Killesher Community Development Association (KCDA) was established in March 1994 and the very first meetings took place in the two local primary schools.
“It was set up as the members from both sides of the local community felt the area was being left behind regarding to European funding, lack of social and physical services and infrastructure improvements,” explained Desmond.
“Due to the association being set up, £1.5m has been brought down into the area, most of it through the association.”
Projects carried out by the association have included: the restoration of the Killesher Old Graveyard; facilitating the Rural Housing Association in the development of much-needed social housing which helped ensure that people could continue to live within the local area; and the establishment of the community transport organisation known as Rural Lift for south-west Fermanagh.
But, the group cites its most significant achievement as the ‘Tully Mill project’.
This consisted of the restoration of a derelict 18th Century water-power cornmill into a licensed restaurant, the construction of Benaughlin Cottages self-catering tourist accommodation facilities and the creation of the Larganess Centre, a neutral community venue, all on the Tully Mill site, for the use of members of the local community and visitors from further afield.

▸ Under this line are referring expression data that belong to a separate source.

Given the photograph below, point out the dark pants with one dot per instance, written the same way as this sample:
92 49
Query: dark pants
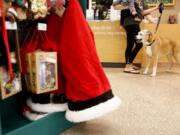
132 51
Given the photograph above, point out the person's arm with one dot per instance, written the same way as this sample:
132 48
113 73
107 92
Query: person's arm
117 6
150 10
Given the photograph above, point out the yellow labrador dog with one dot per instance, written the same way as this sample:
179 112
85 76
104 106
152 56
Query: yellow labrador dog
153 44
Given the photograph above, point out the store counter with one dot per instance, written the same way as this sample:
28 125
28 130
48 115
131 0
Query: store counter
110 40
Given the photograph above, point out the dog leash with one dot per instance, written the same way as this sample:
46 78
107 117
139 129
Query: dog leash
161 8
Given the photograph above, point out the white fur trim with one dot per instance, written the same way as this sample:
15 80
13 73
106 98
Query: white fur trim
93 112
46 108
33 116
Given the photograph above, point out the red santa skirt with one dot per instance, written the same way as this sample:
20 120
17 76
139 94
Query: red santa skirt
81 76
88 90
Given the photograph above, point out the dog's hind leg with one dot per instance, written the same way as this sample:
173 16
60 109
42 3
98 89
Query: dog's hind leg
155 65
148 62
170 59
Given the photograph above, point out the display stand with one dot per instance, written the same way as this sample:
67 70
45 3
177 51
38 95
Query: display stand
13 123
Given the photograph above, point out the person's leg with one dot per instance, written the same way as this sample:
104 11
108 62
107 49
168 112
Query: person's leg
130 30
138 46
130 43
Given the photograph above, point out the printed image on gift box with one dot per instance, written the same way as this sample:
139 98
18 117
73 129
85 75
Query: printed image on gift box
47 75
7 87
43 72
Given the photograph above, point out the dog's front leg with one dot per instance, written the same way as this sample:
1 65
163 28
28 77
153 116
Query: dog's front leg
148 58
155 65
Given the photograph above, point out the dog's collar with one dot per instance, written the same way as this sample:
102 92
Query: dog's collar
150 44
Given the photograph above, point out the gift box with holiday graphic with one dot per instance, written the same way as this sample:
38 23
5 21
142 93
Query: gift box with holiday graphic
10 87
43 72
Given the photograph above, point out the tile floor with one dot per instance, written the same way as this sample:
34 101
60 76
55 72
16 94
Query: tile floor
150 105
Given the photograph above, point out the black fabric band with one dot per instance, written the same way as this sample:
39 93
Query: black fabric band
49 98
81 105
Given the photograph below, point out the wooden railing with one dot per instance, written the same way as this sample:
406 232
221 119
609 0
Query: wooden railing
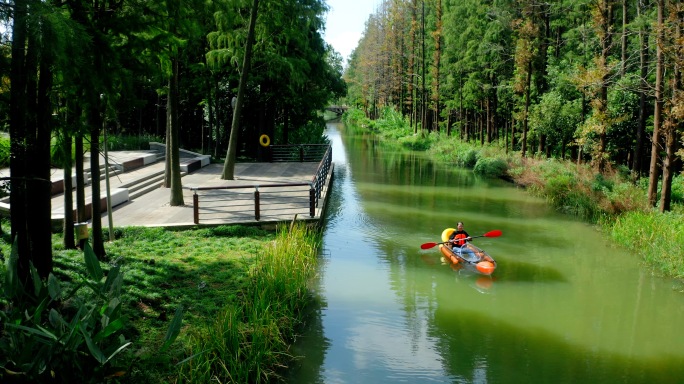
297 153
256 202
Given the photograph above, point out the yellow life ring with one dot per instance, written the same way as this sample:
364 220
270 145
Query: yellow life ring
264 140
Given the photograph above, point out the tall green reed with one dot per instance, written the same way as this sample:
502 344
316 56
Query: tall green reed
249 340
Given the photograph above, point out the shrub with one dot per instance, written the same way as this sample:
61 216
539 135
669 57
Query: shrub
491 167
67 337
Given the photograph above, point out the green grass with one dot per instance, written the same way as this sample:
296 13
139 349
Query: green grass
248 285
609 199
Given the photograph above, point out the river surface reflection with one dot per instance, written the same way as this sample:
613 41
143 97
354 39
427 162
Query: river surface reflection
564 305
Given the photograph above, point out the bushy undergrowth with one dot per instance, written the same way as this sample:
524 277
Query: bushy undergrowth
239 282
248 340
490 167
393 128
657 237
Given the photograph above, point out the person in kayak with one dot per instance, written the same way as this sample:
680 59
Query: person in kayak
459 238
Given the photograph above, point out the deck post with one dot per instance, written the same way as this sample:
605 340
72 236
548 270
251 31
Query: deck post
257 214
312 201
195 207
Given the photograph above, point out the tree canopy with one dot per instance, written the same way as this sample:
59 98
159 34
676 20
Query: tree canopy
589 80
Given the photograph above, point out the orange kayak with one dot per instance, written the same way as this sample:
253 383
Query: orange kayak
467 256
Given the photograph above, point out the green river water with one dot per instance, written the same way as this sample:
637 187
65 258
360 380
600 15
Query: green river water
565 305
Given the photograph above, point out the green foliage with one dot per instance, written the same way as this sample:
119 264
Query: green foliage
309 133
4 151
657 237
258 329
678 189
50 334
490 167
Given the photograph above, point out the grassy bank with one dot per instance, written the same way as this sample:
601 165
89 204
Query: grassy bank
242 294
608 199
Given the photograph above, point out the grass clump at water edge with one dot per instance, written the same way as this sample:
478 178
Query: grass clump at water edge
249 339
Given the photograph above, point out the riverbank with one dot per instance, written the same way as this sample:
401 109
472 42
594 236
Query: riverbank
240 291
609 200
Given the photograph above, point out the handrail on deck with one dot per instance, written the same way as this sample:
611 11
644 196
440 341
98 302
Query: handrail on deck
286 191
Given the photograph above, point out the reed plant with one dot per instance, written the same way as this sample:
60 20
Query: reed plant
248 340
610 199
657 237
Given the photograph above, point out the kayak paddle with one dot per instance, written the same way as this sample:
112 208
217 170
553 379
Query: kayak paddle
494 233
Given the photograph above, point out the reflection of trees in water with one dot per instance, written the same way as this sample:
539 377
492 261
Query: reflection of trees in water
477 349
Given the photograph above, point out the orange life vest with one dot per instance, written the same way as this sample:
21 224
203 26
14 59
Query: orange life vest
459 239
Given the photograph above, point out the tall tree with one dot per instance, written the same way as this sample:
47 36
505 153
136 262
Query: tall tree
656 144
231 156
30 115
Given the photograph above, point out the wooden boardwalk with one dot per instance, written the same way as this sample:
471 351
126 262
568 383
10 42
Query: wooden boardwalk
151 207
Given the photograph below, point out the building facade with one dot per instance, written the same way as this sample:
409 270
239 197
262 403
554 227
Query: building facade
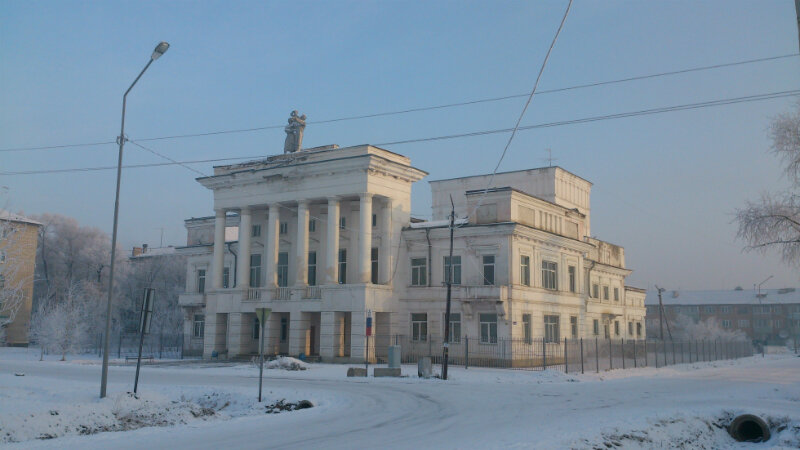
771 316
324 238
19 237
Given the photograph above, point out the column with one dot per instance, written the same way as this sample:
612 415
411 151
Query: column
332 247
218 260
298 330
385 252
245 228
301 257
327 333
235 332
364 237
272 244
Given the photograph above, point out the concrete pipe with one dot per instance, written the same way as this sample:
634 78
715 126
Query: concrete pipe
749 428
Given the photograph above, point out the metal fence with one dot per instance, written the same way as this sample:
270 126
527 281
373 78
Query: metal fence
155 345
568 355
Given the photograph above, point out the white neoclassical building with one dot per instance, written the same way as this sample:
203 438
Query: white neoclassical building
325 238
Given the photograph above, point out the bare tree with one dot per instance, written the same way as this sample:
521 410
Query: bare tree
773 221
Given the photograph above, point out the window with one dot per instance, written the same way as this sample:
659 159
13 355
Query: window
551 332
199 325
526 328
255 270
488 328
572 286
312 268
283 269
488 270
419 272
342 266
374 260
525 270
456 269
201 280
419 327
455 328
549 278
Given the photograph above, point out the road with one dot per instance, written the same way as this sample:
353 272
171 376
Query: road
478 408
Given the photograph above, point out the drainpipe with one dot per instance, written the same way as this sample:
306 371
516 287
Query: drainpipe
235 262
430 265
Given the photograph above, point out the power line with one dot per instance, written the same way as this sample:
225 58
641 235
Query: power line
522 114
423 108
689 106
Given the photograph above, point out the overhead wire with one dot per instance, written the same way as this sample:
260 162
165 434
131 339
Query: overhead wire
423 108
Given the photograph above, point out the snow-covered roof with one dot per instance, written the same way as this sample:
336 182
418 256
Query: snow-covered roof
8 215
728 297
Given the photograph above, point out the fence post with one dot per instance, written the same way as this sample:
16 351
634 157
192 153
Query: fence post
673 351
466 352
597 354
544 355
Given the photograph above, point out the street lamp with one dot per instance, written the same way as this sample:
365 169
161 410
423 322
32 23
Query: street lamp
160 49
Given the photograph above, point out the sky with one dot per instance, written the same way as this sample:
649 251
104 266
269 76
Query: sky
665 186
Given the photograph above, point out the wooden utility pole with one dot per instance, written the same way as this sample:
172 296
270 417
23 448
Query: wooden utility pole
446 339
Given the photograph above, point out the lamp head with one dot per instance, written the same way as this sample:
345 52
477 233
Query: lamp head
161 48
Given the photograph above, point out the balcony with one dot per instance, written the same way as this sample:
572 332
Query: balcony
192 299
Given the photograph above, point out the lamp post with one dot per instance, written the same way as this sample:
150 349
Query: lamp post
160 49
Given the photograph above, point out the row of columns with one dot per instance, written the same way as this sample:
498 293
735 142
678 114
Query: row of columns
331 257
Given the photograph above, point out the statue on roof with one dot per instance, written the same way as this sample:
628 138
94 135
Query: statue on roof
294 132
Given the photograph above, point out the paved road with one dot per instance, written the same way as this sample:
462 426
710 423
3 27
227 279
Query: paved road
481 409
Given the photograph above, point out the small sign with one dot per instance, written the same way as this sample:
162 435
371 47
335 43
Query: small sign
147 310
263 315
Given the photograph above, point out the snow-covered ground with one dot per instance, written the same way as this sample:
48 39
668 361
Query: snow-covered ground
684 406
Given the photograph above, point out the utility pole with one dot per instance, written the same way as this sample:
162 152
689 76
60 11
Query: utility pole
660 312
446 343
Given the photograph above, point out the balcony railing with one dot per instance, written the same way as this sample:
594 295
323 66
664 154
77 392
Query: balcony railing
313 292
283 293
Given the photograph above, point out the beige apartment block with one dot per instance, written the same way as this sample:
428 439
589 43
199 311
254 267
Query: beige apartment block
19 237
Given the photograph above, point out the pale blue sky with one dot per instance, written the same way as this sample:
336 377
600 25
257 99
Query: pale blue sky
665 185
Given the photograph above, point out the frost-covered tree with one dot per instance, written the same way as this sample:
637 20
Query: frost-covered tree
12 284
61 325
686 329
773 221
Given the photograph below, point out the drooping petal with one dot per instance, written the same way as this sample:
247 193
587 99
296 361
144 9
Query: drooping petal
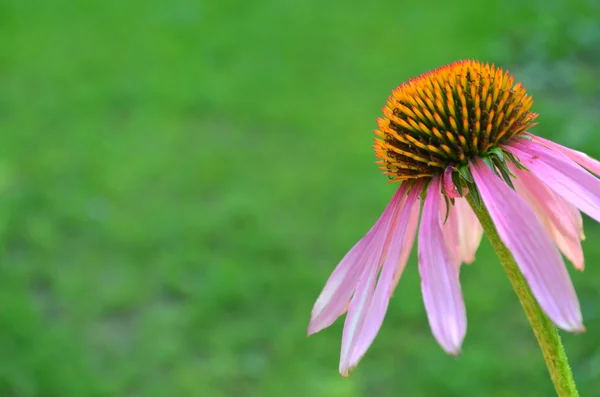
580 158
333 300
368 307
409 239
462 231
532 248
449 187
440 283
556 214
561 174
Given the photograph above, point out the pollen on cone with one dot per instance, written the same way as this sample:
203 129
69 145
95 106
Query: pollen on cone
447 116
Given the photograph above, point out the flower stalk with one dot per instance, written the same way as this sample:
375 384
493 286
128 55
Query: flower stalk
545 332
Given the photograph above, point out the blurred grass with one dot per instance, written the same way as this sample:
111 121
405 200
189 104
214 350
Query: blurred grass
178 179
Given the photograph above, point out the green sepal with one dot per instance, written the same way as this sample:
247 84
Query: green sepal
465 173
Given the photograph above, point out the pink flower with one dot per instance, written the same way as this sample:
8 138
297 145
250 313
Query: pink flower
458 130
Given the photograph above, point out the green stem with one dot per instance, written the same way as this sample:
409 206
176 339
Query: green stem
544 330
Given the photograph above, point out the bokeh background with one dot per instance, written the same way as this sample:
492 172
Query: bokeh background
179 178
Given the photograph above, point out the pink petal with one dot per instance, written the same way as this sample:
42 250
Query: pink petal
333 300
556 215
562 175
369 306
462 231
409 239
532 248
449 187
580 158
439 277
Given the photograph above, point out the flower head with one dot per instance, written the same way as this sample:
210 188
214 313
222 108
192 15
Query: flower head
462 130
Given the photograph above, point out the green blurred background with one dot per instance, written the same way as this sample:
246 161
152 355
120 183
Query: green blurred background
179 178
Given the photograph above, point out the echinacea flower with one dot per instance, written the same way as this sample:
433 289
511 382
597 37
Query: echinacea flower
463 130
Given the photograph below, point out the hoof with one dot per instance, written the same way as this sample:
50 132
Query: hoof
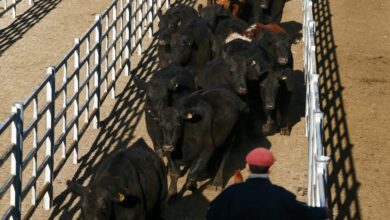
267 128
160 153
285 131
191 185
215 187
172 195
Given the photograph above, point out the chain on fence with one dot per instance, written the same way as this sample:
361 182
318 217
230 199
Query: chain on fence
317 161
46 127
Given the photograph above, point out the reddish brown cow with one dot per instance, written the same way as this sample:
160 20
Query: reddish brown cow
254 30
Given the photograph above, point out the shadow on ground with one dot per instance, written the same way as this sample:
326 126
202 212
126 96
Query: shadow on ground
342 181
24 22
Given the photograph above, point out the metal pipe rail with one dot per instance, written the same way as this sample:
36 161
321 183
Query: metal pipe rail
317 170
10 5
73 92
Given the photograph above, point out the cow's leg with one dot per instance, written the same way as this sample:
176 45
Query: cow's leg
218 179
198 167
277 7
174 174
285 125
269 124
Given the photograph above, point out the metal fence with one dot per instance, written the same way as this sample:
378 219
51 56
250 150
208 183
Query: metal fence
10 5
317 170
66 102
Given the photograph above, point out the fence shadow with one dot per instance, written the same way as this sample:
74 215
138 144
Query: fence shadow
116 131
24 22
342 181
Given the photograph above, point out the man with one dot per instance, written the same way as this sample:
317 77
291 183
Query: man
258 198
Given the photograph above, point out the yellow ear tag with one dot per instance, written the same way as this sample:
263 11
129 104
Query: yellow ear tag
189 115
121 197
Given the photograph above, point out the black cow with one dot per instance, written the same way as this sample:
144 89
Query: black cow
273 12
195 128
264 11
129 184
274 89
224 29
169 24
191 45
278 46
213 14
255 60
231 71
164 88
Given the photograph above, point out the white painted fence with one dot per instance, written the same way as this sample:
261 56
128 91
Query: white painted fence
317 170
73 92
10 6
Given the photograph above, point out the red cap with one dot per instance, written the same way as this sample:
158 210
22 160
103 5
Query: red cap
260 157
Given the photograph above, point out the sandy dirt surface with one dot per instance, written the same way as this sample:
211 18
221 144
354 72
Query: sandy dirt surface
122 119
353 60
36 39
353 81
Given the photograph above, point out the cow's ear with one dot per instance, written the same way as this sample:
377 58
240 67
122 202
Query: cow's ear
188 40
287 77
126 200
181 80
200 8
77 188
139 83
152 114
296 38
159 14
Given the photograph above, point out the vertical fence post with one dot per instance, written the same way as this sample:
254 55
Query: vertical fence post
87 69
50 116
167 4
14 9
133 23
98 56
113 53
34 147
76 101
16 160
150 18
139 8
64 104
127 26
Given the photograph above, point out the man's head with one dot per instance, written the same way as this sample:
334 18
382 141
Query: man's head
259 160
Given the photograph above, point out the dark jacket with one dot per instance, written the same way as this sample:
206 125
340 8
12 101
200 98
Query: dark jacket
258 199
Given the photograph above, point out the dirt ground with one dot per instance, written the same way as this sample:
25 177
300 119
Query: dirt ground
353 60
358 173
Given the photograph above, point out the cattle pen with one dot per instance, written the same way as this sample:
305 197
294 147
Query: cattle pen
47 127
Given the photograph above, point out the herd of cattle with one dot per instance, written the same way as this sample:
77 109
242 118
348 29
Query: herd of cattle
220 67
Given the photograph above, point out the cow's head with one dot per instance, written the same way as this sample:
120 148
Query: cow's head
157 93
264 4
270 86
213 13
168 25
97 203
278 45
182 45
238 73
170 121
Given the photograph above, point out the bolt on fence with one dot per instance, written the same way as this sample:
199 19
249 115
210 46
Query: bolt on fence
318 161
67 101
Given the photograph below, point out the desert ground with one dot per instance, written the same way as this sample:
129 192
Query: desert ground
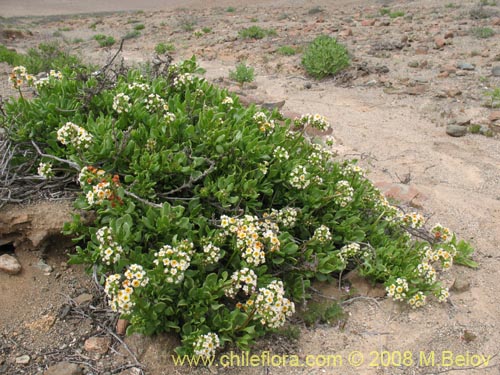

The community is not without its problems, however, as Desmond explained.
“The issues starting off would be the lack of facilities, the threat to our schools due to a fall in the population.
“Though we probably have been very lucky in that schools in Killesher area have benefited from a fairly good increase in new housing and new families coming into the area – so that has enabled the schools to be sustained, and continue to be able to operate.
“What’s very important from a job creation element is the Marble Arch Caves, and Gortatole activity centre – we’ve had new infrastructure with a new doctor’s surgery and a new chemist in the area which are good positive vibes for the community.”
However the local shop closed down around three years ago and that undoubtedly was a big loss to local people.
“It was a hub of the community, with a post office, the groceries – the closest would be Letterbreen, but most people are going into Enniskillen anyway which is the main reason it closed, everyone goes into the town for their shopping.”
And he also described emigration as an ‘ongoing issue’.
“As in all areas, but again I would think – the great thing about, say, the Marble Arch Caves, there’s summer opportunities for the young people, it’s a great character building opportunity – and there are staff there, and in Gortatole and in the National Trust property at Florencecourt. So there are opportunities for some jobs in the local community, but emigration continues to be a problem.”
Most of these are issues beyond the control of the community association, whose work to date has been admirable.
“We would, I think, have been very successful with what we’ve done.
“We would hope that the community continues to thrive, we would hope to set up more youth orientated organisations. There’s very little for the youth in the area, so we’d hope they’d take the lead in the the running of those things.
“We have the infrastructure, we have the meeting place, we have good rapport, excellent support from all the community, so we’re looking ahead to the future.”